I recently came across the book The New Players in Life Science Innovation by Tomasz Mroczkowski, in which he discusses the role of emerging economies in the global biosciences industry. Of course, in the topsy-turvy economic world we find ourselves in today, countries such as Brazil, China and India are taking leadership based, in part, on their growing economic strength.
How then would a small nation enter the biosciences industry as a novice? What would it need before it could start to develop its own indigenous biosciences industry? Is this even possible without the billions of dollars that is being spent by the aforementioned countries? Are there indeed minimal requirements necessary for the creation of a sustainable biosciences ecosystem, and, if so, what would they be?
If Mroczkowski had written his book 30 years ago, Singapore would have been given a whole section. In economic difficulties and with almost no bioscience infrastructure (although it had already started to make headway with textiles, fuel, and IT), Singapore was able to grow one of the most impressive bioscience ecosystems ever created, becoming a global industry leader with the highest per-capita gross domestic product in Asia outside Japan. The reasons for Singapore’s incredible success is the subject of heated debate, but two factors stand out – its proximity to large and growing markets (China, S. Korea, etc), and its early development of a government-backed bioscience ecosystem to support companies including services, manufactures and, critically, cash.
In large complex economies it is often easy to overlook the enormous advantages that are present simply as a factor of scale. Yes, some economies of scale are straightforward to understand, so it is obvious that the larger the internal market the easier and cheaper it is to reach, and therefore the better margins one can create.
However, as an entrepreneur within a small nation and part of a smaller internal market, the creation of a biosciences ecosystem from scratch is far from straightforward and forces the consideration of the different needs and attributes of bioscience companies.
Clearly, there are generic characteristics that apply to any ecosystem.
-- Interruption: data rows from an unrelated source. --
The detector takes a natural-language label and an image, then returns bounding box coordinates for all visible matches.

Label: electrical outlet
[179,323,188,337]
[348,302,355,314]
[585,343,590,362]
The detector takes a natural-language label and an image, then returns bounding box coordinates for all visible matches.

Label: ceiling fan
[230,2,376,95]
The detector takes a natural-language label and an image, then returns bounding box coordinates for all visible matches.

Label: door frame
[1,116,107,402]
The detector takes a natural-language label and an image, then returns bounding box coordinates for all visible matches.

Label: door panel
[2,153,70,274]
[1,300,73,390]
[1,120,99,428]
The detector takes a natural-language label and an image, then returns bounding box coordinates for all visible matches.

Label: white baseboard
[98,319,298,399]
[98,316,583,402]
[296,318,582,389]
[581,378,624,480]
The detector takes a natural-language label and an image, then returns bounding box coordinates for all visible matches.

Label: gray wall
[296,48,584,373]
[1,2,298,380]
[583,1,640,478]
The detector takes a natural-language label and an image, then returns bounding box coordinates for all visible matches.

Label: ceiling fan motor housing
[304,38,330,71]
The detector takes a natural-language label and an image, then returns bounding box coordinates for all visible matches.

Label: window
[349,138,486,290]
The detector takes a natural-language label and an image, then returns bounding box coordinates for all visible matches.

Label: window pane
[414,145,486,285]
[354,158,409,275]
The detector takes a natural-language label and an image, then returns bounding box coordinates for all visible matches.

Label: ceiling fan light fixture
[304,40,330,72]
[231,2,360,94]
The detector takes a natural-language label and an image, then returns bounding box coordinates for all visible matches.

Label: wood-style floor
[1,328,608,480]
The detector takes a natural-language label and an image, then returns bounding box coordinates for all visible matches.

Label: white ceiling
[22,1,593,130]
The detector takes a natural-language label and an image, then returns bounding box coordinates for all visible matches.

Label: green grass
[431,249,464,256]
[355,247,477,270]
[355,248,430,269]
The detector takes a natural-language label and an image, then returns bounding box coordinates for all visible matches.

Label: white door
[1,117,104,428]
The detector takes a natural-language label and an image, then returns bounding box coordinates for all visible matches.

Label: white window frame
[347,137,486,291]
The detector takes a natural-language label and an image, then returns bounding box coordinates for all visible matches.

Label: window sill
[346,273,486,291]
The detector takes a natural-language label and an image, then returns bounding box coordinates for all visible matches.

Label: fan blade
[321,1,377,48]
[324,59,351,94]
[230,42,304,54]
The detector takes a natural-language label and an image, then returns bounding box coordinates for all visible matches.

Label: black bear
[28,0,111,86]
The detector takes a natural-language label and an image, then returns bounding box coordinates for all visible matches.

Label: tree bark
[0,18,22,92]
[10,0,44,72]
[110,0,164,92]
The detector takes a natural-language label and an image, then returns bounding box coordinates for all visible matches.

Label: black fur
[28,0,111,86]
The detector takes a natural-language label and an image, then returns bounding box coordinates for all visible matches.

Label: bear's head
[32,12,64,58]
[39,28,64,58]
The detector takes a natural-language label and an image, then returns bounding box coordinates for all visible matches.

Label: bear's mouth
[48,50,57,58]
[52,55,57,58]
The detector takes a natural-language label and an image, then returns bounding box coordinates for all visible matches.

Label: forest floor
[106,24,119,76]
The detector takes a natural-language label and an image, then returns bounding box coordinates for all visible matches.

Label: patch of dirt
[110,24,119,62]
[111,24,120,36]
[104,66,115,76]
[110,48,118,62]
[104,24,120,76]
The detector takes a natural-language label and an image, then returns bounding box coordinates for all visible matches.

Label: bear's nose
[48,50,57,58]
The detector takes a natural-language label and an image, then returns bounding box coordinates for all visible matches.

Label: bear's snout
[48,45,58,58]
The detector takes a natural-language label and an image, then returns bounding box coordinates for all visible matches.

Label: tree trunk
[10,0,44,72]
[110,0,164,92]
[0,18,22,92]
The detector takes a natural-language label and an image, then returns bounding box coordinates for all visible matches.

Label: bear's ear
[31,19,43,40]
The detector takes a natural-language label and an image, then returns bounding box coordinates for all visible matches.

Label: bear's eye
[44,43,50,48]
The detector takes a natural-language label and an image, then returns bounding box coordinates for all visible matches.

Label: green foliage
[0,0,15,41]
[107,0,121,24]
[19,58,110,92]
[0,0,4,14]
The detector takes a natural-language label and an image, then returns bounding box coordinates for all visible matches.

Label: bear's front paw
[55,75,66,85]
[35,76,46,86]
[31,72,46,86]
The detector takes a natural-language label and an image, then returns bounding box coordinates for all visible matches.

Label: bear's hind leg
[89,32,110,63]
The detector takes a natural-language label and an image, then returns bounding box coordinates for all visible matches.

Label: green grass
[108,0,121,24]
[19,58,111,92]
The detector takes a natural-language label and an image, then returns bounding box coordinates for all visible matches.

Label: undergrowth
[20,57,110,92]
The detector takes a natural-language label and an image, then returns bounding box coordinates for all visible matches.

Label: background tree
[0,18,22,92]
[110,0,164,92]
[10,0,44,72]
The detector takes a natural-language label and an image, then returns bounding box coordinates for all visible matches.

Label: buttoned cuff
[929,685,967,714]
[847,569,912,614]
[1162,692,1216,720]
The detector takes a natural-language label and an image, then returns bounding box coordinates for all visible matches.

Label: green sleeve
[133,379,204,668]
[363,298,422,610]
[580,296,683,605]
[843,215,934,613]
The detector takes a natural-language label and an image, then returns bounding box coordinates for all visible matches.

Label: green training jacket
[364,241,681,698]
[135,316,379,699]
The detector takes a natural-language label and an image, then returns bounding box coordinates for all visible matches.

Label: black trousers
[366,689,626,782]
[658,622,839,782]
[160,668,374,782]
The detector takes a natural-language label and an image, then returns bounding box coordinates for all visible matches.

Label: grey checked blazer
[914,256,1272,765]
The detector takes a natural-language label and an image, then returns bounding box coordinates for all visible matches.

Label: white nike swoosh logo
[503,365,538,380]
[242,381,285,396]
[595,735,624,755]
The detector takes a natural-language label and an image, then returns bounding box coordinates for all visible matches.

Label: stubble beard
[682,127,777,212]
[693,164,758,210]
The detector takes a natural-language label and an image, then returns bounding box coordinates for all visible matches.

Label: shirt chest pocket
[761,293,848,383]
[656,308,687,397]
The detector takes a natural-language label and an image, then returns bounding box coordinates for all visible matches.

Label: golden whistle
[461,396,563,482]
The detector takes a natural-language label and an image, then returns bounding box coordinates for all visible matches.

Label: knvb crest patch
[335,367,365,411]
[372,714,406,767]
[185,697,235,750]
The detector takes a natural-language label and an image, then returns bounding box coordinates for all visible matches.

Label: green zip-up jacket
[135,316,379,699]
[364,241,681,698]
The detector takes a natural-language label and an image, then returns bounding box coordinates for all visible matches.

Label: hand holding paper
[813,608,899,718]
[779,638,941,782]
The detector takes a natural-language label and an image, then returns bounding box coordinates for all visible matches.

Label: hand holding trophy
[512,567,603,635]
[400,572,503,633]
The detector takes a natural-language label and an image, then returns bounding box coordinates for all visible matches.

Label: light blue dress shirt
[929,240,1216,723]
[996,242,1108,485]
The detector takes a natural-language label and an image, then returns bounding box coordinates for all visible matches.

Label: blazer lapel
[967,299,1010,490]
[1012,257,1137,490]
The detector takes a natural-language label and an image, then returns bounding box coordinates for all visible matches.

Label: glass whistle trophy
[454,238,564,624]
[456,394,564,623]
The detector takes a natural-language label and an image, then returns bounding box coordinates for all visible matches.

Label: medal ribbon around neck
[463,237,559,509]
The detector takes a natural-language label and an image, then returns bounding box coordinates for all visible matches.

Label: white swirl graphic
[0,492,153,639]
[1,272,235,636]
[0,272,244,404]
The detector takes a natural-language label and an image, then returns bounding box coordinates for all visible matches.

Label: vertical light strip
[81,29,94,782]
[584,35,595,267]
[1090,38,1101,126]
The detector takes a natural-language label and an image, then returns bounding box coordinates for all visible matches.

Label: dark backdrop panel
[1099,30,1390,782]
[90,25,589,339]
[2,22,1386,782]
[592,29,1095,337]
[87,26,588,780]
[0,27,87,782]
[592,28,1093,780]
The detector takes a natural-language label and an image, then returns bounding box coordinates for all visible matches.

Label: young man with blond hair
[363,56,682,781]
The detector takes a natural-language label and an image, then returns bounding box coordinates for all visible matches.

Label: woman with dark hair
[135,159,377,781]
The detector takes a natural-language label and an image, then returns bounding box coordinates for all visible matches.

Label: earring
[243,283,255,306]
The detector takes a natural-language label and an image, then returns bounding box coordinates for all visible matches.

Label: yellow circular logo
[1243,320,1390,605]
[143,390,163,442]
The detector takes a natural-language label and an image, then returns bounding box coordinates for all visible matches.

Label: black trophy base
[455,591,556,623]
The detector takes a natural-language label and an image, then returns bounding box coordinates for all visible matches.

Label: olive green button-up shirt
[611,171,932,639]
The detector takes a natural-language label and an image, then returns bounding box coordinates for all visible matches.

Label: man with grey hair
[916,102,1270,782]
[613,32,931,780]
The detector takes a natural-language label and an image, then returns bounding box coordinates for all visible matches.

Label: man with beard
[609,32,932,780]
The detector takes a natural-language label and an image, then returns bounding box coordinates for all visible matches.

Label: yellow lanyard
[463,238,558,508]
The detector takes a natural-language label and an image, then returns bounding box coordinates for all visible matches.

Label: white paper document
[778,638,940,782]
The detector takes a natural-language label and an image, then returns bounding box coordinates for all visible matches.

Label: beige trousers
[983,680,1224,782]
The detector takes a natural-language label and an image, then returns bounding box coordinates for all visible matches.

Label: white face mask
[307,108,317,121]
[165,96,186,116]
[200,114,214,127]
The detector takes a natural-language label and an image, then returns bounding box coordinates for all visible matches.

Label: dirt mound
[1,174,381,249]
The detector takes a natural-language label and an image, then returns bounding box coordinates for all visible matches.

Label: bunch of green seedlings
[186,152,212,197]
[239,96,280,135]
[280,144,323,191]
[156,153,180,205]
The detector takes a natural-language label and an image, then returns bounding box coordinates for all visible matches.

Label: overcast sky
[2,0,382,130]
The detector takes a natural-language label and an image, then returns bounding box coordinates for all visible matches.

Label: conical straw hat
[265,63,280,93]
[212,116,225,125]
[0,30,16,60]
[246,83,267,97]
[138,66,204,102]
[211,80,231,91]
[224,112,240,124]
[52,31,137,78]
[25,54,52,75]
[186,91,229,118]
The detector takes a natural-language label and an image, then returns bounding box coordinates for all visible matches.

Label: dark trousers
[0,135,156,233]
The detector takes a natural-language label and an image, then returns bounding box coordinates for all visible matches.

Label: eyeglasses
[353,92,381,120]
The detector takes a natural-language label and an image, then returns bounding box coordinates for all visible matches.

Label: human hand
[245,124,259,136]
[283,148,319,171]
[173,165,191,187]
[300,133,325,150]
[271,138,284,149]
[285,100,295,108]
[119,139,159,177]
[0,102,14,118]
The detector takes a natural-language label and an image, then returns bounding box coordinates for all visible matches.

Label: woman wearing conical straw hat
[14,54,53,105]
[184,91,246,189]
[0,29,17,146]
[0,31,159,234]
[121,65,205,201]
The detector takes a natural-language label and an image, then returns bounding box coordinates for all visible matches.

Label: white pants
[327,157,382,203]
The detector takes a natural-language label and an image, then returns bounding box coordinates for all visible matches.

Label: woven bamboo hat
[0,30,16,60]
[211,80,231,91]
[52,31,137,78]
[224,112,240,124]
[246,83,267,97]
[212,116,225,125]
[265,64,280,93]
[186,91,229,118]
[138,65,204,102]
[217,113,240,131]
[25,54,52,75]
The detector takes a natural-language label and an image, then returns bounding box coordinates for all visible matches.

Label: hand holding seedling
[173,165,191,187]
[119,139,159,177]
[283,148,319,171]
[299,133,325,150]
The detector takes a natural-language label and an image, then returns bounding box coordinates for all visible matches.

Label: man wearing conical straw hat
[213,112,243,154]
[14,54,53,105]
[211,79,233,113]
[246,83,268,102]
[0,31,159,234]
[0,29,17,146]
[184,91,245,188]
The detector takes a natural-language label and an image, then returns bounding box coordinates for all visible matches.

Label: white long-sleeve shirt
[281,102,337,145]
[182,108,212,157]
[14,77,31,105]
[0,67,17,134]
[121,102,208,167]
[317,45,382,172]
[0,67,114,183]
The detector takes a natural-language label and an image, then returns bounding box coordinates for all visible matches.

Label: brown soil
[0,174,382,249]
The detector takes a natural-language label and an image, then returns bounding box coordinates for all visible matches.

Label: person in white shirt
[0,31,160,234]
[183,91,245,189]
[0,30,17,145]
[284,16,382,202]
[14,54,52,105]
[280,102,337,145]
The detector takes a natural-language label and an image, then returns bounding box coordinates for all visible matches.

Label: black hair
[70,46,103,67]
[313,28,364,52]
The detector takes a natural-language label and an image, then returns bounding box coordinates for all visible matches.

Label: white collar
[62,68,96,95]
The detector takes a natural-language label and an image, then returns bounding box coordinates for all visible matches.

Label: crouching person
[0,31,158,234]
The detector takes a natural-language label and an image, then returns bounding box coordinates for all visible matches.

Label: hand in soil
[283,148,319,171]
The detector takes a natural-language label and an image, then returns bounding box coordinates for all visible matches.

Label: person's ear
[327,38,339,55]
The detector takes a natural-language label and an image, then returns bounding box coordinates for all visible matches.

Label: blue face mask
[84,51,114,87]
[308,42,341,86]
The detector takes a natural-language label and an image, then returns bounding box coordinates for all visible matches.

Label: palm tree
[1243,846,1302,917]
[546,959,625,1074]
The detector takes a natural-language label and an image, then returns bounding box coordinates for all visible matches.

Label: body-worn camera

The most important of these factors are simply “food”, “fuel”, and “space”. In economic terms and from the perspective of a dynamic, young ecosystem, which in my opinion still describes biosciences, then “food” describes a reliable supply of useable innovation; for “fuel” the ecosystem must have access to driving entrepreneurial energy deriving from innovative bioscientists as well as a constant supply of investment cash from biotech-savvy investors, and for “space” there needs to be a supportive environment, both political and economic, allowing embryonic ventures to grow and develop before being released into the economy.
However, these components of a nascent bioscience ecosystem on their own will only be able to maintain a self-limiting bioscience economy. To develop and sustain a high-growth, scalable, bioscience economy there must also be a reliable and economical route to global markets. This is a vital component that requires innovation in terms of business models and in terms of applying government assistance to reach external markets.
These six key factors are described in the simple diagram at the top of this post. In the proximity of these factors a new bioscience venture may at least be assured of a fair crack of the whip and will have a fighting chance, if their product is of sufficient quality and if there is a real need for whatever they are selling.
It is in everybody’s interest if our bioscience revolution continues to expand into more and more parts of our lives, and becomes a standard component of the economies of all countries. If this is to occur, then even current peripheral markets such as the Caribbean with 42 million consumers, or the many growing economies in Africa will need to find ways to build these ecosystems from the bottom up.
There is no reason to suppose that entrepreneurial energy is any less available in these new entrant countries than in today’s industry leaders. Similarly, innovation is not simply a function of wealth and the size of the research base (although it is a very important advantage to have). So, assuming that the market’s appetite for bioscience products will continue to develop in these countries, as it will globally, the limiting factors may boil down to be political will, economic conditions, and access to start-up and development cash. All three can be influenced by government and all three can each be significantly affected by supportive fiscal policies and legislative structure.
Let us hope that as many of these smaller emerging countries as possible have a growing bioscience initiatives in their policies and have a clear view of what needs to be done to become the next Singapore.